Fundamental: The Fed’s reluctance to mention any future reversal of its current ultra accommodative policy has investors scrambling to borrow more cash to (possibly artificially) prop US equity markets. Meanwhile, the fallout from an incriminating New York Times op-ed by an ex-Goldman Sachs employee continues on Wall Street, with the investment banking giant losing $2.15 billion of its market value. Elsewhere, private equity profits remain on the line as President Obama continues to urge for higher taxes on equity managers’ compensation.
Technical: Although the market has managed to mount an impressive rebound since breaking down from 2012 highs at 5,964, we see any additional rallies as limited, with the greater risk for the formation of an interim top around psychological barriers at 6,000. Look for a break back below 5,900 to help confirm outlook.

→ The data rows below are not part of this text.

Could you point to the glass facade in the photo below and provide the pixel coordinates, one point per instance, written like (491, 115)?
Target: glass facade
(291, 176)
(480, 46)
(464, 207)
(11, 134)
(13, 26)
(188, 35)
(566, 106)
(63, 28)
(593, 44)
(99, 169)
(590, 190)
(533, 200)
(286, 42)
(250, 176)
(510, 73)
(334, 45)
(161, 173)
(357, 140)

Fundamental:Days before Chancellor of the Exchequer Osborne is set to present his annual budget, Fitch has revised its sovereign rating outlook for the UK to negative. The rating agency said risks losing its top investment grade because of its limited ability to deal with market shocks.Meanwhile, a chief government scientific advisor has said the UK is heading for power blackouts within five years unless the government devises a better strategy to build new nuclear plants.
Technical: While the market has managed to post a significant recovery rally and extend gains to fresh 2012 highs, we still see the prospects for recent rallies beyond 7,000 as limited with the greater risk for the formation of a medium-term top in favor of a deeper decline over the coming weeks. Look for a break and close back under 7,000 to confirm and accelerate.
Fundamental: European equities have been remaining strong, as delays in the Greek bailout have caused the primary burdens to shift away from banks and onto taxpayers. The European Central Bank in its monthly report today said it sees signs of stabilization in the economy. Officials said that given these signs, the central bank will look to exit its current crisis measures in a “timely” manner.
Technical: Daily studies are finally starting to correct from violently overbought levels and we would recommend that bulls proceed with caution over the coming days. From here, short-term risks are tilted to the downside so that technical studies can unwind from these overextended readings. Look for a pullback towards the 9,500 area before considering possibility of a bullish resumption.
Fundamental:Markets remain incredibly well bid in Japan, with the Nikkei extending to an eight-month high. The Yen today dropped to an 11-month low against the US dollar. Solid US economic growth was thought to be behind the move, which boosted the outlook of exporters concerned with foreign purchasing power in Japan.
Technical: Rallies have been well capped by 4,300 as we had anticipated and the market is in the process of rolling back over in favor of a bearish decline towards 4,100. A break below 4,100 will then accelerate setbacks and expose 4,000 further down. Ultimately, only a daily close back above 4,315 gives reason for pause.
Fundamental: Aussie equity markets seemed unaffected by an overnight weakening in the Australian dollar and Kiwi caused by a weakening in New Zealand consumer confidence ahead of today’s US jobless claims report.